Intra-articular injection of autologous adipose-derived stromal vascular fractions for knee osteoarthritis: a double-blind randomized self-controlled trial

Zheping Hong, Jihang Chen, Shuijun Zhang, Chen Zhao, Mingguang Bi, Xinji Chen, Qing Bi
Knee

Objective

The purpose of this study was to compare the clinical and radiological efficacy of autologous adipose-derived stromal vascular fraction (SVF) versus hyaluronic acid in patients with bilateral knee osteoarthritis.

Methods

Sixteen patients with bilateral symptomatic knee osteoarthritis (K-L grade II to III; initial pain evaluated at four or greater on a ten-point VAS score) were enrolled in this study, which were randomized into two groups. Each patient received 4-ml autologous adipose-derived SVF treatment (group test, n = 16) in one side of knee joints and a single dose of 4-ml hyaluronic acid treatment (group control, n = 16) in the other side. The clinical evaluations were performed pre-operatively and post-operatively at one month, three months, six months, and 12-months follow-up visit, using the ten-point visual analog scale (VAS), the Western Ontario and McMaster Universities Osteoarthritis Index (WOMAC), and the knee range of motion (ROM). The whole-organ assessment of the knees was performed with whole-organ magnetic resonance imaging score (WORMS) based on MRI at baseline, six months and 12-months follow-up. The articular repair tissue was assessed quantitatively and qualitatively by magnetic resonance observation of cartilage repair tissue (MOCART) score based on follow-up MRI at six months and 12 months.

Results

No significant baseline differences were found between two groups. Safety was confirmed with no severe adverse events observed during 12-months follow-up. The SVF-treated knees showed significantly improvement in the mean VAS, WOMAC scores, and ROM at 12-months follow-up visit compared with the baseline.
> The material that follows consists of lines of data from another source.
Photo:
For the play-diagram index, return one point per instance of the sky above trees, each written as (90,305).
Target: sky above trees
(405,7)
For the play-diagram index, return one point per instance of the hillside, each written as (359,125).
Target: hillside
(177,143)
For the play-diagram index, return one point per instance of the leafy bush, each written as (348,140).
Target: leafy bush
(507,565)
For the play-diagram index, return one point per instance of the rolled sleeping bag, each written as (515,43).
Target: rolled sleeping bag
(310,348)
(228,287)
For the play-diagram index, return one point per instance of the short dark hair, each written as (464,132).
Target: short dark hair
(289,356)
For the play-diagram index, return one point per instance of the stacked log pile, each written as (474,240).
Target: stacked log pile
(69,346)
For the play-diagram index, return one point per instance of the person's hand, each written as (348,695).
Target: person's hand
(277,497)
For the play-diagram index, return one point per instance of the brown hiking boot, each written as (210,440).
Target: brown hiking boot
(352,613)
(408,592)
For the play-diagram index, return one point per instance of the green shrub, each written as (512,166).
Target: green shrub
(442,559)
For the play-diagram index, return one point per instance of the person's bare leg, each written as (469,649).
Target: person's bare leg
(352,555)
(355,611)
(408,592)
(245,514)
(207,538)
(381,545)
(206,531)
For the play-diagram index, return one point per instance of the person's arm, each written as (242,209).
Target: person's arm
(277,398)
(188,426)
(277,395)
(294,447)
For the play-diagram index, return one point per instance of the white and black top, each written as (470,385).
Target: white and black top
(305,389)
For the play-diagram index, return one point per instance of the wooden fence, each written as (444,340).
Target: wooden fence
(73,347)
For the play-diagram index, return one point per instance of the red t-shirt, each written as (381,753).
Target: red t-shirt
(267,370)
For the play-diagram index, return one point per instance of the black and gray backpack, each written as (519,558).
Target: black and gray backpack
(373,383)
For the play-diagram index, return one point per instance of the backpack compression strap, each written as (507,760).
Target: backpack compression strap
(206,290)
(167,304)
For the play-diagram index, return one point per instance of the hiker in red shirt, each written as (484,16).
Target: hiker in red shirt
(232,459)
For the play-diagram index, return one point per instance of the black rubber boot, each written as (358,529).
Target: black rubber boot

In contrast, the mean VAS, WOMAC scores, and ROM of the control group became even worse but not significant from baseline to the last follow-up visit. WORMS and MOCART measurements revealed a significant improvement of articular cartilage repair in SVF-treated knees compared with hyaluronic acid-treated knees.

Conclusion

The results of this study suggest that autologous adipose-derived SVF treatment is safe and can effectively relief pain, improve function, and repair cartilage defects in patients with knee osteoarthritis.